How to Build Your Writing Career

Want to build a great writing career? You can. These days your opportunities are unlimited.

You build your writing career in stages. Expect to become frustrated. This is natural. The key to overcoming your frustrations is to always have goals you’re working towards.

Everything you do is cumulative. No writing you do is ever wasted. Here’s a secret. You’ll see consistent fruits of today’s efforts in three months. If you understand this, you’ll be content to keep writing, because you WILL see results if you do.

For example, let’s say you’ve just made 100 cold calls. Anytime you do that you’ll land somewhere between five and 10 new writing projects. However the prospects you called who don’t have writing jobs for you at the moment, are nevertheless useful contacts you’ve made. Potential buyers need to hear your name several times — popular wisdom suggests that someone needs to hear your name seven times before they recognize it. (I’ve had clients who hired me four and five years after the initial contact.)

When you’re just starting out, developing a writing career can seem very complicated. Here are some tips to help you.

1. Take Any Writing Job You Can Get (First 100 Jobs)

When you’re a brand-new writer, take any and every writing job you can get. For your first 100 jobs, don’t worry about high or low payment. You don’t have the experience to assess buyers, gigs, or anything else. Your aim is simply to complete 100 projects, and to get as many testimonials as possible.

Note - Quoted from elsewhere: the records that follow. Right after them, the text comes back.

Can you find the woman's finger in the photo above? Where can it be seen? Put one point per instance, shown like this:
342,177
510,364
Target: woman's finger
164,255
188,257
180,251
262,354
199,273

Once you’ve completed those 100 jobs, you’ll look at your writing career very differently.

2. Learn: the More You Know, the More You Earn

Educate yourself. It doesn’t matter what you learn, as long as you keep learning. Do writing courses, take evening classes, take online classes… schedule your learning time and devote at least half an hour to study every day.

Don’t confine your studies to writing. As a writer, you can never know enough. Study anything which appeals to you, because everything you learn helps your writing.

3. Focus on You: What Do You Enjoy Writing? What’s Money for Jam for You?

After completing 100 projects, you’ll have a reasonable idea about what’s fun for you to write. Get more of these kinds of projects.

Here’s why you should focus on what’s fun — you’ll be more creative, and your writing will improve. If you have to whip yourself with a flail to get to your writing desk, you won’t write well. Take it from someone who knows: if you hate a project, or are bored out of your head, your writing will suffer. And so will the rest of your life. Follow your intuition. It will save you grief.

Find more of those projects you enjoyed. The easiest way to do that is to work with the clients you already have.

Send each client a short note, reminding them of the writing work you can do, and asking them for the names of others who might be interested in hiring you.

4. Always Have Goals, and Review Them Each Week

Set a goal. Any goal, and then create tasks which will move you towards that goal.You can set as many goals as you like, and you can change them at any time.

Remember that you’re in charge of your writing career. No one else can tell you what to do — you need to figure it out for yourself. Your goals are your destinations, your guides, and your lifeline. Set goals, then review them and change them as needed.